Rabbi Aqiba Eiger écrit dans ses responsa (24) qu’il est permis d’appeler à la Torah un malade dont l’état est dangereux et qui est contraint de manger, le jour de Kipour, puisque la lecture de la Torah n’est pas instituée, ce jour-là, en raison du jeûne, mais bien en raison de la sainteté du jour. Toutefois, s’agissant de la lecture de la Torah faite à l’office de Min’ha, l’auteur éprouve des doutes, car il se peut que cette lecture ait été instituée en raison du jeûne ; cependant, si le malade n’a mangé et bu que par petites quantités disjointes (chi’ourim), il pourra être appelé. (Cf. Pniné Halakha – Zemanim, Fêtes et solennités juives I chap. 7 § 11, note 15, où l’on voit que, lors des autres jeûnes, on n’appelle pas à la Torah celui qui aurait mangé plus que par chi’ourim.
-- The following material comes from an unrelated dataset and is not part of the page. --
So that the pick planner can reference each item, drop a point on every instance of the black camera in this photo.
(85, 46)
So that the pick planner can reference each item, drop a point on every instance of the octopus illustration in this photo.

Mais si l’on a déjà appelé le fidèle, celui-ci montera, s’appuyant sur le ‘Hatam Sofer, Ora’h ‘Haïm 157, qui le permet parce que, explique-t-il, les jours de jeûne obligatoire, la lecture de la Torah se fait au titre du jour et non du jeûne ; et la règle est la même pour celui que l’on aurait appelé à Min’ha de Yom Kipour). (Un officiant confirmé, qui serait contraint de manger et de boire par chi’ourim, est autorisé à continuer d’officier, comme l’enseigne le ‘Hazon Ovadia p. 351).